Naqueles primeiros anos do século XIX, Viena era um importante centro cultural europeu. Clemente gostava de entreter-se com estudantes e intelectuais. Os estudantes vinham - a sós ou em grupos - para sua casa a fim de conversar, fazer uma refeição ou pedir conselho. Boa parte deles depois se tornaram Redentoristas. Trouxe para a Igreja muitos ricos e artistas, inclusive Frederick e Dorothy von Schlegel (esta era irmã de Mendelssohn, fundador da escola romântica); Frederick von Klinkowstroem, artista; Joseph von Pilat, secretário particular de Metternich; Frederick Zachary Werner, que depois foi ordenado sacerdote e tornou-se grande pregador; e Frederick von Held, que veio a ser redentorista e mais tarde levou a Congregação à Irlanda.
Em Viena Hofbauer sofreu novos ataques. Por certo tempo foi proibido de pregar. Depois foi ameaçado de expulsão por se ter comunicado com o seu Superior geral redentorista em Roma. Antes que a expulsão fosse oficializada, o Imperador Francisco da Áustria deveria assiná-la. Na ocasião o Imperador fez uma peregrinação a Roma, onde visitou o Papa Pio VII e ficou sabendo quanto era estimada a obra de Hofbauer. Soube também que podia recompensar Hofbauer pelos seus anos de serviço dedicado permitindo-lhe começar uma fundação redentorista na Áustria.
Assim, em vez de um decreto de expulsão, Hofbauer ganhou uma audiência com o Imperador Francisco. Rapidamente os planos estavam feitos. Foi escolhida e restaurada uma igreja para se tornar a primeira fundação redentorista na Áustria. Mas isto haveria de iniciar sem Clemente. Ele caiu doente no início de março de 1820 e morreu no dia 15 de março do mesmo ano. Como Moisés na Bíblia, ele conduziu o povo até a Terra Prometida mas ele próprio não viveu o suficiente para nela entrar. Morreu com a gratificante notícia de que o seu segundo sonho tinha sido realizado.
Conclusão
Clemente Hofbauer foi beatificado no dia 29 de Janeiro de 1888 pelo Papa Leão XIII. Foi canonizado como santo da Igreja católica dia 20 de maio de 1909. Em 1914, o Papa Pio X concedeu-lhe o título de Apóstolo e Patrono de Viena. Hoje, mais de 150 anos após a sua morte, a festa anual de São Clemente é lembrada de modo especial pelo povo de Viena e pelos 6.000 padres e irmãos em todo o mundo, que vestem o hábito redentorista como São Clemente o fez.
O que fez de Clemente Hofbauer um santo? Não fez nenhum milagre que nos deslumbrasse, nem teve visões ou êxtases para nos maravilhar. Teve até faltas - um temperamento alemão irritadiço, uma tendência a ser áspero. No entanto, se nós pudéssemos passar umas horas com ele, iríamos descobri-lo como um homem de uma fé excepcionalmente forte, de extraordinária calma e paz, e de incansável zelo apostólico.

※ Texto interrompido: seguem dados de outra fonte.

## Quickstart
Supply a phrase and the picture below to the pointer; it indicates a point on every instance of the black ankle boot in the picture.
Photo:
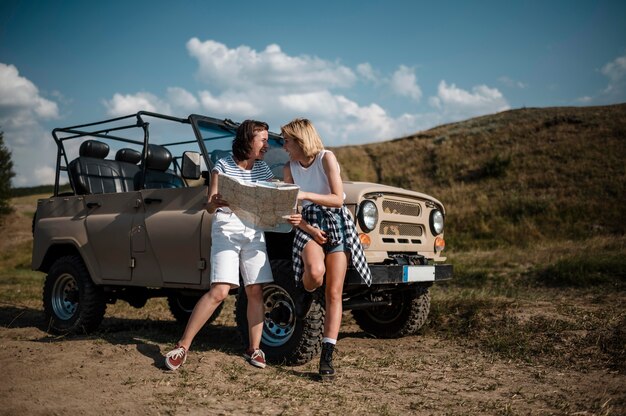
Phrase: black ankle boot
(326, 361)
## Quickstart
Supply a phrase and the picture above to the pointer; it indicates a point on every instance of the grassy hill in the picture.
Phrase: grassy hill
(512, 178)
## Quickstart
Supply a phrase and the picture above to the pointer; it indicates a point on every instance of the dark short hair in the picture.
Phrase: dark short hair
(242, 143)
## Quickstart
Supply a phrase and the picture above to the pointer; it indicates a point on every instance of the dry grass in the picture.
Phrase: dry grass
(513, 178)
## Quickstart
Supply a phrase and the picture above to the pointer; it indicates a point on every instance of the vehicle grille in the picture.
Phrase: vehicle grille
(401, 208)
(398, 228)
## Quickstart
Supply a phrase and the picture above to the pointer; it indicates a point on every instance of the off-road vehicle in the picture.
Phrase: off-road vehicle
(134, 226)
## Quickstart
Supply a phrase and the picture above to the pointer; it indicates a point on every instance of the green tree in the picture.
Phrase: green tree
(6, 173)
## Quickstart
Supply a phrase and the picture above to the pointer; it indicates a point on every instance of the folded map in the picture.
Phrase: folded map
(263, 205)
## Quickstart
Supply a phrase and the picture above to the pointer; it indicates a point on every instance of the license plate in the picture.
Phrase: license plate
(418, 274)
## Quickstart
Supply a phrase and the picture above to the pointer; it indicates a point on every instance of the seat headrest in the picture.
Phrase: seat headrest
(94, 148)
(159, 158)
(128, 155)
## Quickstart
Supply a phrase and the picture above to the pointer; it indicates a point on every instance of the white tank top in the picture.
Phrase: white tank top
(311, 179)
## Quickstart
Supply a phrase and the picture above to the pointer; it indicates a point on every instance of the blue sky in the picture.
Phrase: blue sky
(363, 71)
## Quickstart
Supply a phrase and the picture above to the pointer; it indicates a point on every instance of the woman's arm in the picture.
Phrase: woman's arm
(335, 198)
(215, 199)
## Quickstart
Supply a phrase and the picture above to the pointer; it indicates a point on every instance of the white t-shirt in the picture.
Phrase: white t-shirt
(313, 178)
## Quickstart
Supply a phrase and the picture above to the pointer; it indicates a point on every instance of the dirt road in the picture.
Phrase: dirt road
(119, 371)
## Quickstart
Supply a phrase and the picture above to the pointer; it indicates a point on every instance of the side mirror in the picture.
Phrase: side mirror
(191, 165)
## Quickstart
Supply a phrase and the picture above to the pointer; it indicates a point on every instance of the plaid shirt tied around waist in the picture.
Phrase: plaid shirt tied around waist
(311, 214)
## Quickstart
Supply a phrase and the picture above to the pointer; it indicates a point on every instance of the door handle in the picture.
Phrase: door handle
(151, 200)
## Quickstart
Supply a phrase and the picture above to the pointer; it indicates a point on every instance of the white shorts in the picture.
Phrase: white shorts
(237, 249)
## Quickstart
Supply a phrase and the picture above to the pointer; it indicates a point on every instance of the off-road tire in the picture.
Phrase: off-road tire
(286, 339)
(181, 307)
(72, 303)
(405, 316)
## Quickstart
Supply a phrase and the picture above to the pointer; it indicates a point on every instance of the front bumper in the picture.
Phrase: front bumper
(401, 274)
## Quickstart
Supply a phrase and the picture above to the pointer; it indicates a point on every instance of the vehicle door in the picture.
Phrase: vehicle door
(171, 243)
(108, 222)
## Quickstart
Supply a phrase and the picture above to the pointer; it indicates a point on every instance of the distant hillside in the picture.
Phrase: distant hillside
(514, 177)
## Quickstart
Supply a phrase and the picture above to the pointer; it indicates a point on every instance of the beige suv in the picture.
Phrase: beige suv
(135, 227)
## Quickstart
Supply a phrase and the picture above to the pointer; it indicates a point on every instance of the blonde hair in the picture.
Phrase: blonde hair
(303, 132)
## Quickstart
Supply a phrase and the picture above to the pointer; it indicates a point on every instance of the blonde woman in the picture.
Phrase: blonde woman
(326, 240)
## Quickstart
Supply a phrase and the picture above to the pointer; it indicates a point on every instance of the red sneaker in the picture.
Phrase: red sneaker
(255, 357)
(176, 358)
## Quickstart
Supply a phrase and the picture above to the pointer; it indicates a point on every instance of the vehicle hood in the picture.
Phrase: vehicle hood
(356, 191)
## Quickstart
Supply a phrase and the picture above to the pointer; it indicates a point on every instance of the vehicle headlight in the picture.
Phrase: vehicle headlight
(436, 222)
(368, 216)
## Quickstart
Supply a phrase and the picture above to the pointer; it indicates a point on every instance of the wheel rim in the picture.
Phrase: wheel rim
(65, 296)
(280, 318)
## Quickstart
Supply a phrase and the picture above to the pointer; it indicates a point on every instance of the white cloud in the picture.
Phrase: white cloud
(243, 67)
(20, 101)
(511, 83)
(456, 103)
(273, 86)
(181, 98)
(404, 83)
(23, 112)
(122, 105)
(368, 73)
(615, 71)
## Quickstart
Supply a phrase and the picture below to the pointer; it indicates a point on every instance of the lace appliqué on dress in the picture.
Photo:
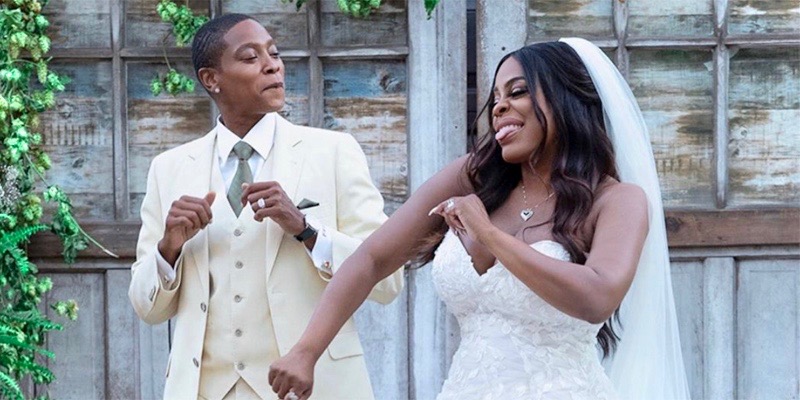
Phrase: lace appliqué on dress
(514, 345)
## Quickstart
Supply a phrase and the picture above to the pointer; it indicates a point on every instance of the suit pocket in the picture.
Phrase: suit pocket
(345, 345)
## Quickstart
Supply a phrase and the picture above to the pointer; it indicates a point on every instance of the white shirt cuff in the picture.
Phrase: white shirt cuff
(322, 254)
(166, 272)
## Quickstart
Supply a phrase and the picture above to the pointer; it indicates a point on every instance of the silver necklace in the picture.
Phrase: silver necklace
(527, 212)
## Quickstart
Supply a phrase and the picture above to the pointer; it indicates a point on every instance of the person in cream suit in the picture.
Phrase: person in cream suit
(225, 249)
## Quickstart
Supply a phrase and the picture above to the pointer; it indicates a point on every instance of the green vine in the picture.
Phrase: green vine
(185, 25)
(27, 88)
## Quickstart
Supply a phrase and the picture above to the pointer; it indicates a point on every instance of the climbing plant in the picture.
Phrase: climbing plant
(27, 88)
(185, 24)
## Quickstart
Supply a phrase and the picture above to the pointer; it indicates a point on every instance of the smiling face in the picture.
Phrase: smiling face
(519, 132)
(250, 72)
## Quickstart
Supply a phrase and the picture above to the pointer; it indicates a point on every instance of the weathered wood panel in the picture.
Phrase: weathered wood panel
(121, 346)
(156, 124)
(368, 100)
(387, 26)
(284, 22)
(70, 20)
(297, 107)
(80, 362)
(769, 329)
(557, 18)
(687, 284)
(143, 26)
(764, 143)
(78, 135)
(763, 17)
(649, 18)
(675, 91)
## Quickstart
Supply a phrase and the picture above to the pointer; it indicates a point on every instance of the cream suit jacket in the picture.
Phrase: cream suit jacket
(327, 167)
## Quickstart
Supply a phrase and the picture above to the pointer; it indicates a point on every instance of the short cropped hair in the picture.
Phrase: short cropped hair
(208, 44)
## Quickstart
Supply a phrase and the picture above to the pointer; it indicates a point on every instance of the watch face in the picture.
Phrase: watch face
(306, 233)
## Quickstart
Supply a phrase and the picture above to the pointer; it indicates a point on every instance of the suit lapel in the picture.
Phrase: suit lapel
(287, 164)
(194, 179)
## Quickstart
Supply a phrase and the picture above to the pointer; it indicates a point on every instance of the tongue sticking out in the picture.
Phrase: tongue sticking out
(505, 131)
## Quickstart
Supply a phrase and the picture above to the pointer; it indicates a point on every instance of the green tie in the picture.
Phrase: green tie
(243, 152)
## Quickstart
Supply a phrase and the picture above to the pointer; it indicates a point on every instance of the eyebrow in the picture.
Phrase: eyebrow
(510, 81)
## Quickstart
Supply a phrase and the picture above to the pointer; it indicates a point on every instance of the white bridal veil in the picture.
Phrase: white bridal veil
(647, 363)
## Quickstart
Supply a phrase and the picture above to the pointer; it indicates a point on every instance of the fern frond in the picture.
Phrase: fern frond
(10, 387)
(14, 238)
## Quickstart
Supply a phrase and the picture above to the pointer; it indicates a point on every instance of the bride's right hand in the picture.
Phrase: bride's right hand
(293, 372)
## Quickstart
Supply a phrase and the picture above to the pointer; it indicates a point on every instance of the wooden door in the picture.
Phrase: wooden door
(719, 86)
(370, 77)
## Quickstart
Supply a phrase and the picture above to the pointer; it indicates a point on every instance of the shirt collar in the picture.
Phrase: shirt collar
(260, 137)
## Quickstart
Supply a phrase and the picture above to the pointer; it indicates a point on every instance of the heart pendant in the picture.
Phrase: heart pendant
(526, 214)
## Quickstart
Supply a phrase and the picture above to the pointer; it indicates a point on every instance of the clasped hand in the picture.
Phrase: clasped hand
(465, 214)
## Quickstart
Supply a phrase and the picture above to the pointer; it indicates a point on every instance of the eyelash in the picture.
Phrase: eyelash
(515, 93)
(273, 55)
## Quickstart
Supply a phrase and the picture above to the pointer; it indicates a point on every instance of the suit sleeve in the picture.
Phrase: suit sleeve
(359, 212)
(153, 299)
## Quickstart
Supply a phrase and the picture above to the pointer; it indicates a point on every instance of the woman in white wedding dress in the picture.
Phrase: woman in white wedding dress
(539, 234)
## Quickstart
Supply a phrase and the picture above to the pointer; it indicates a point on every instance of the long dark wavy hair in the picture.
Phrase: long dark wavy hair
(584, 156)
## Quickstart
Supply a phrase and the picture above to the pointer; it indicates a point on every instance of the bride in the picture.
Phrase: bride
(547, 243)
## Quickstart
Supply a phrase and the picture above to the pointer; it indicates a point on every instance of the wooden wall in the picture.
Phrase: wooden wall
(718, 82)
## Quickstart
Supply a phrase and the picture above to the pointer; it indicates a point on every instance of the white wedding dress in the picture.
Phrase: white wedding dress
(514, 345)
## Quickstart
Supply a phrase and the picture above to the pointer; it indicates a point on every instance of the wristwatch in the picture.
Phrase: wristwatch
(307, 233)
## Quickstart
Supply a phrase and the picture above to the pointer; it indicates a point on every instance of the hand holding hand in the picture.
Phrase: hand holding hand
(294, 373)
(465, 215)
(187, 216)
(268, 200)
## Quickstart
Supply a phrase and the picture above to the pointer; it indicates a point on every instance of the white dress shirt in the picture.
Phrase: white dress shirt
(260, 137)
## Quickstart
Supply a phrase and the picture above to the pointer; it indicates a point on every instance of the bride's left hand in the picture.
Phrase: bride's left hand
(465, 215)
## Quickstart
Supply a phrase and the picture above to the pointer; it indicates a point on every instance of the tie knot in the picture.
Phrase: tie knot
(243, 150)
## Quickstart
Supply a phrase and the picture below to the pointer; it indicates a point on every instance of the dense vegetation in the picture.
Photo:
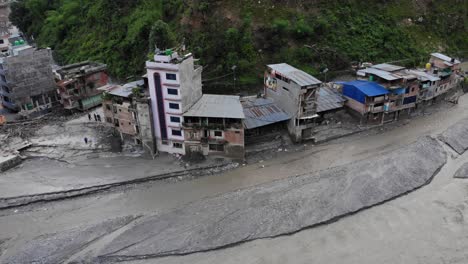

A simplicidade foi a principal característica da sua santidade. Aceitava a vontade de Deus do jeito que ela vinha, e fez todo o bem de que foi capaz. Levou uma vida de inocência e de serviço, dedicando-se a louvar a Deus e a levar os outros a servi-lo. Pelo seu modo totalmente simples de se tornar santo, Clemente é um modelo para todos.